Quantifying identifiability to choose and audit $epsilon$ in differentially private deep learning. (arXiv:2103.02913v3 [cs.CR] UPDATED)

Differential privacy allows bounding the influence that training data records
have on a machine learning model. To use differential privacy in machine
learning, data scientists must choose privacy parameters $(epsilon,delta)$.

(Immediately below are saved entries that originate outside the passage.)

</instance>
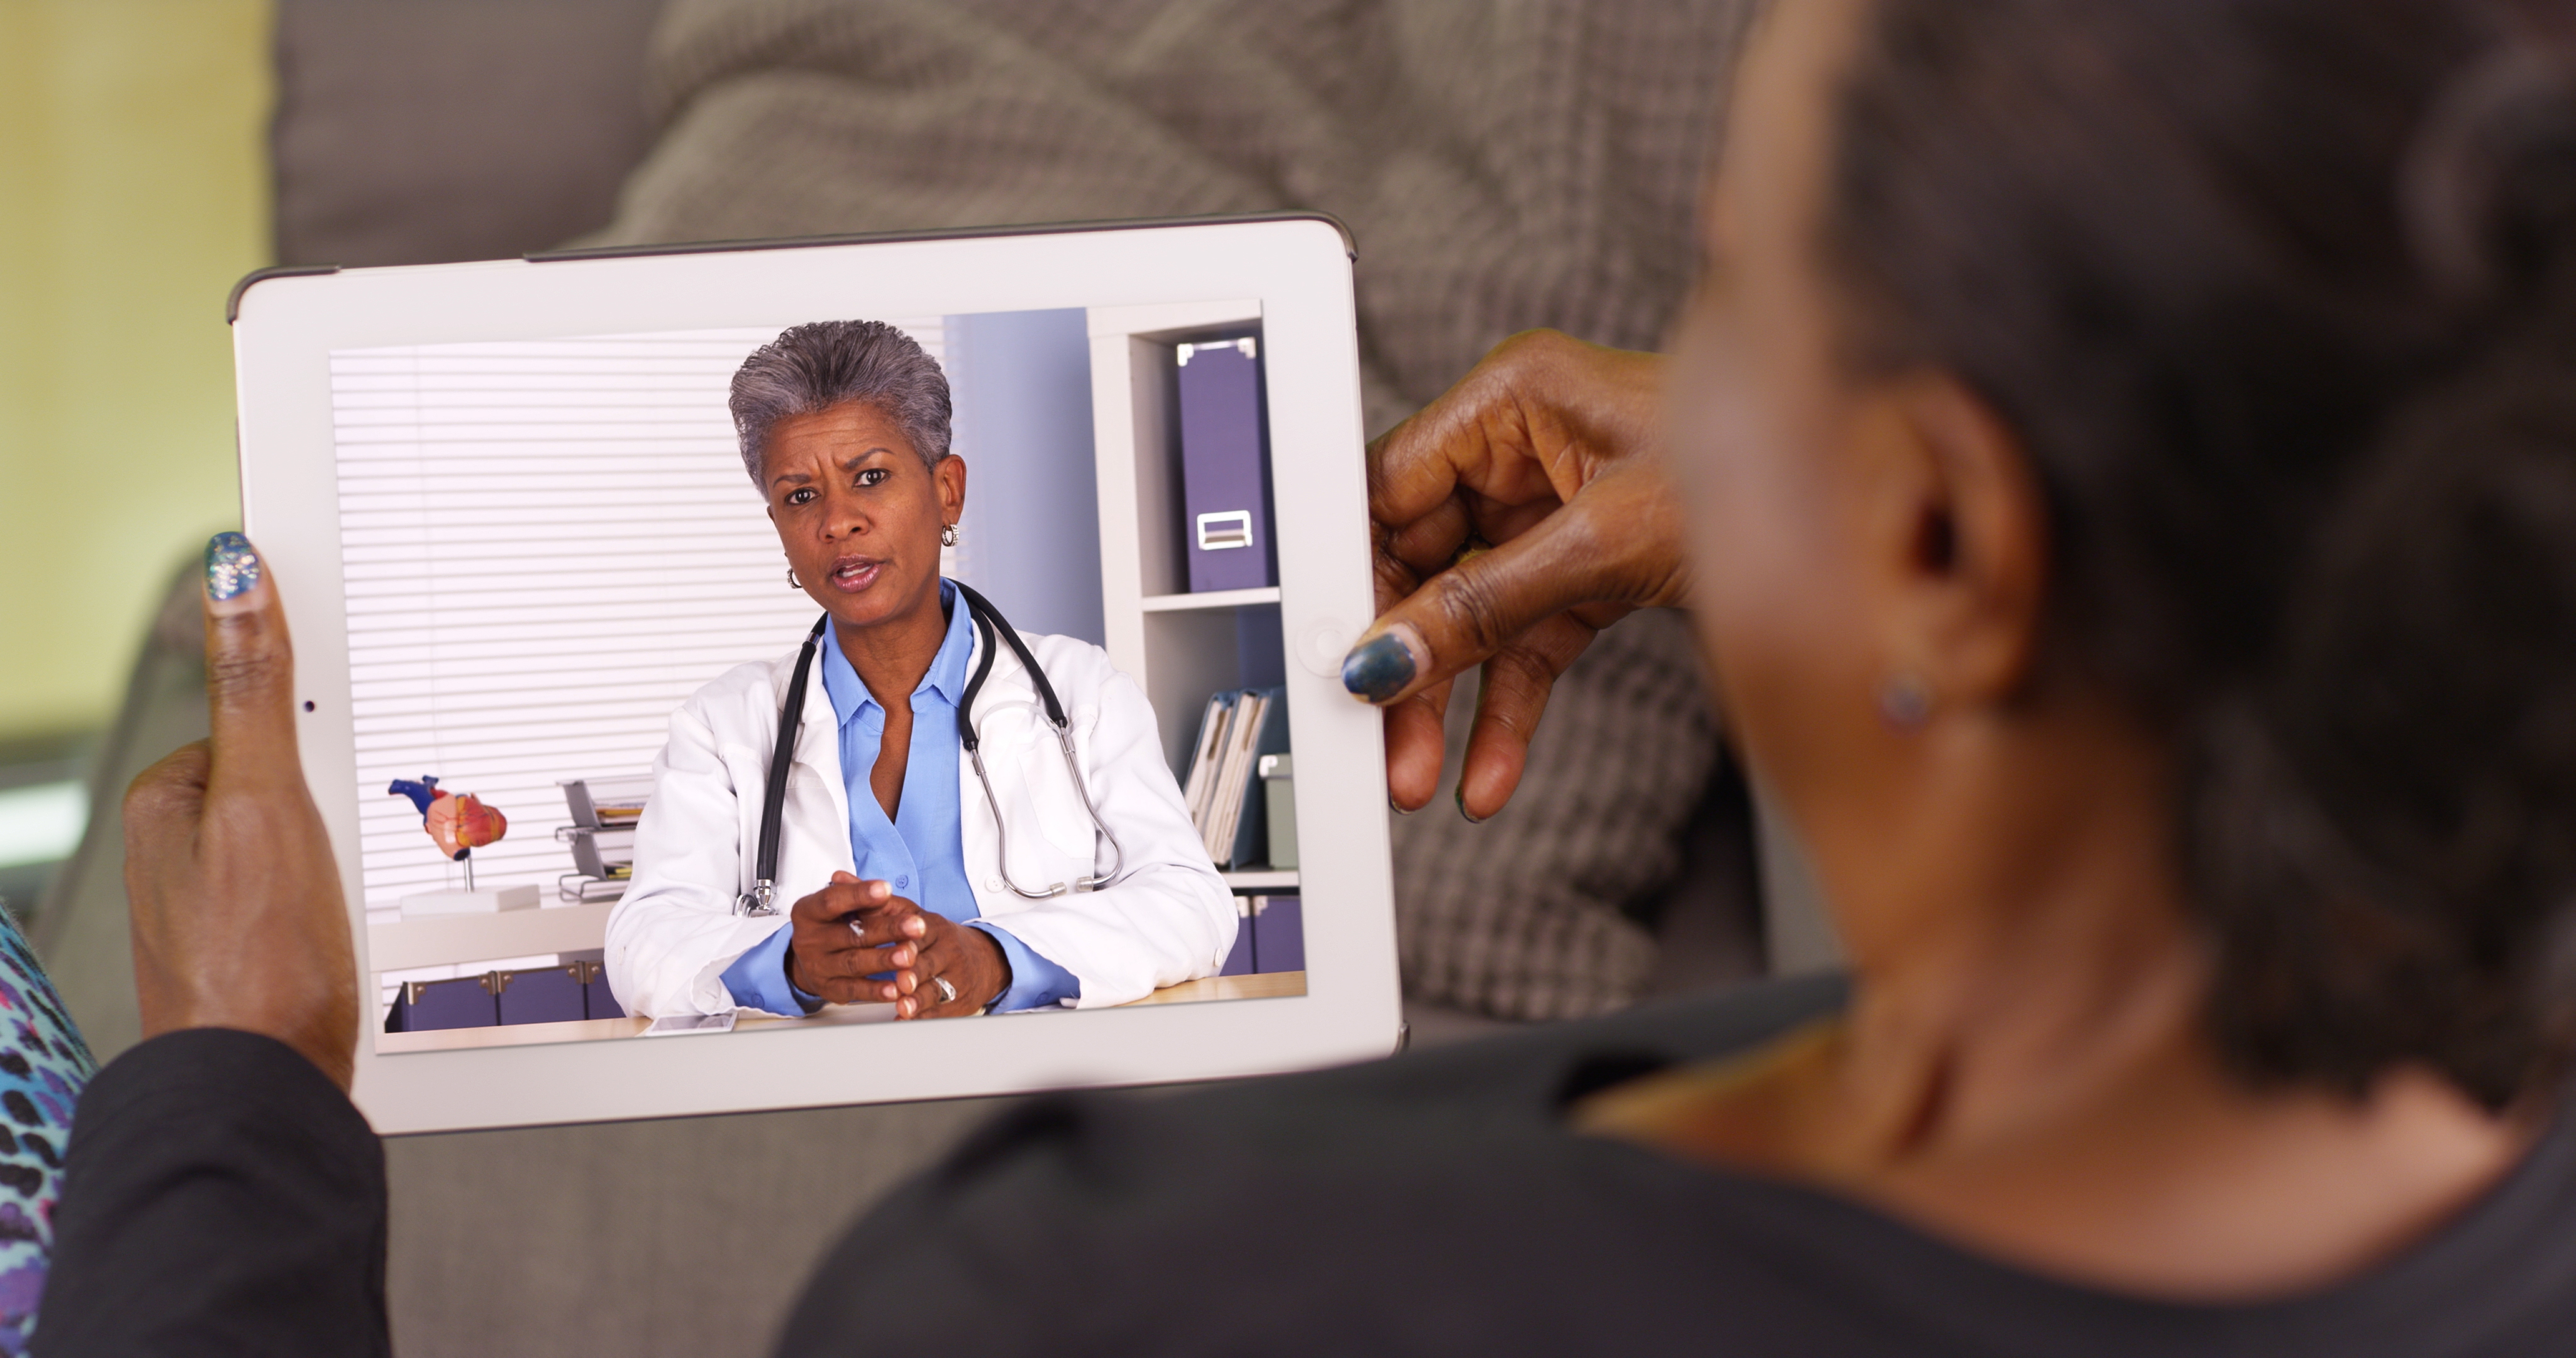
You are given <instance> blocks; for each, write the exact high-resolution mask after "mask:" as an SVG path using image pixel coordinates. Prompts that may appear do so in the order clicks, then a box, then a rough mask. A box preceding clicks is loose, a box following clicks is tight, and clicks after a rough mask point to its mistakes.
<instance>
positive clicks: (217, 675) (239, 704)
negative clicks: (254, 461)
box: [206, 533, 304, 786]
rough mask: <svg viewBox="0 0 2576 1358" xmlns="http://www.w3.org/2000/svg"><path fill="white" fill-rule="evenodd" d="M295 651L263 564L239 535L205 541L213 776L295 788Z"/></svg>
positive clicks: (255, 551) (295, 656) (206, 691)
mask: <svg viewBox="0 0 2576 1358" xmlns="http://www.w3.org/2000/svg"><path fill="white" fill-rule="evenodd" d="M294 688H296V652H294V644H291V642H289V636H286V608H281V606H278V585H276V580H270V577H268V564H265V562H263V559H260V551H258V549H255V546H250V539H245V536H242V533H216V536H214V539H211V541H206V709H209V716H211V729H214V776H216V778H219V781H234V778H242V776H260V773H270V776H283V778H294V781H296V783H299V786H301V781H304V773H301V768H299V763H296V719H294Z"/></svg>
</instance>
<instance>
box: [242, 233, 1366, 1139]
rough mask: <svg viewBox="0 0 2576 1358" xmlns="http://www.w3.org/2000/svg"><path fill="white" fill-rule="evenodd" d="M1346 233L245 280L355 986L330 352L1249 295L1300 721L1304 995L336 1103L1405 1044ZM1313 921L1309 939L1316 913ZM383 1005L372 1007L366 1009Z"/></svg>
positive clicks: (256, 378)
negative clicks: (1395, 939) (494, 341)
mask: <svg viewBox="0 0 2576 1358" xmlns="http://www.w3.org/2000/svg"><path fill="white" fill-rule="evenodd" d="M1350 265H1352V255H1350V242H1347V232H1345V229H1342V227H1340V224H1337V222H1332V219H1327V216H1303V214H1298V216H1260V219H1190V222H1149V224H1074V227H1018V229H1002V232H935V234H925V232H912V234H902V237H835V240H796V242H729V245H685V247H672V250H598V253H559V255H536V258H523V260H492V263H456V265H404V268H358V271H263V273H258V276H250V278H245V281H242V286H240V289H237V291H234V296H232V320H234V325H232V335H234V363H237V399H240V425H237V435H240V459H242V523H245V528H247V531H250V536H252V541H255V544H258V546H260V551H263V557H268V562H270V567H273V580H276V582H278V588H281V590H283V598H286V608H289V616H291V621H294V631H296V696H299V706H309V711H304V714H301V755H304V776H307V781H309V786H312V791H314V799H317V801H319V807H322V817H325V825H327V827H330V837H332V850H335V853H337V856H340V871H343V889H345V894H348V899H350V928H353V933H355V943H358V966H361V984H371V977H374V969H371V966H368V959H366V951H368V930H366V917H363V907H361V904H358V902H361V886H358V791H361V789H358V786H355V745H353V727H350V670H348V626H345V608H343V559H340V510H337V482H335V477H337V469H335V446H332V394H330V356H332V350H348V348H384V345H422V343H471V340H520V338H564V335H616V332H657V330H698V327H737V325H783V322H796V320H822V317H840V314H971V312H1018V309H1046V307H1084V309H1097V307H1154V304H1198V301H1216V299H1257V301H1260V307H1262V312H1260V314H1262V335H1265V353H1262V358H1265V368H1267V374H1265V376H1267V397H1270V399H1267V415H1270V446H1273V466H1275V474H1273V495H1275V513H1278V526H1275V533H1278V562H1280V618H1283V624H1285V634H1288V652H1291V655H1288V706H1291V722H1293V727H1296V742H1298V745H1296V747H1298V778H1296V812H1298V840H1301V845H1303V853H1306V861H1303V863H1301V868H1298V871H1301V894H1303V899H1306V902H1329V904H1321V907H1316V904H1309V907H1306V930H1309V933H1306V995H1303V997H1273V1000H1226V1002H1195V1005H1146V1008H1121V1010H1079V1013H1048V1015H1010V1018H992V1020H969V1023H956V1020H951V1023H832V1026H814V1028H796V1031H760V1033H732V1036H724V1038H703V1041H701V1038H683V1041H585V1044H544V1046H487V1049H461V1051H407V1054H379V1051H376V1049H374V1041H371V1033H366V1031H361V1041H358V1075H355V1087H353V1098H355V1100H358V1105H361V1108H363V1111H366V1116H368V1121H374V1126H376V1131H384V1134H407V1131H453V1129H482V1126H538V1124H574V1121H616V1118H657V1116H690V1113H734V1111H757V1108H814V1105H842V1103H891V1100H922V1098H966V1095H997V1093H1025V1090H1048V1087H1090V1085H1141V1082H1170V1080H1208V1077H1231V1075H1260V1072H1280V1069H1303V1067H1316V1064H1332V1062H1352V1059H1370V1057H1383V1054H1388V1051H1391V1049H1394V1046H1396V1044H1399V1033H1401V1005H1399V990H1396V941H1394V889H1391V856H1388V832H1386V812H1383V804H1386V758H1383V740H1381V722H1378V714H1376V711H1373V709H1368V706H1360V703H1355V701H1350V698H1347V696H1345V693H1342V685H1340V680H1337V665H1340V652H1342V647H1347V644H1350V642H1352V639H1358V634H1360V631H1363V629H1365V626H1368V621H1370V616H1373V590H1370V572H1368V559H1370V546H1368V482H1365V466H1363V417H1360V376H1358V374H1360V368H1358V322H1355V312H1352V276H1350ZM1321 925H1329V928H1321ZM363 1008H366V1013H368V1015H374V1005H363Z"/></svg>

Choosing meaningful privacy parameters is key, since models trained with weak
privacy parameters might result in excessive privacy leakage, while strong
privacy parameters might overly degrade model utility. However, privacy
parameter values are difficult to choose for two main reasons. First, the
theoretical upper bound on privacy loss $(epsilon,delta)$ might be loose,
depending on the chosen sensitivity and data distribution of practical
datasets. Second, legal requirements and societal norms for anonymization often
refer to individual identifiability, to which $(epsilon,delta)$ are only
indirectly related.

We transform $(epsilon,delta)$ to a bound on the Bayesian posterior belief
of the adversary assumed by differential privacy concerning the presence of any
record in the training dataset. The bound holds for multidimensional queries
under composition, and we show that it can be tight in practice. Furthermore,
we derive an identifiability bound, which relates the adversary assumed in
differential privacy to previous work on membership inference adversaries. We
formulate an implementation of this differential privacy adversary that allows
data scientists to audit model training and compute empirical identifiability
scores and empirical $(epsilon,delta)$.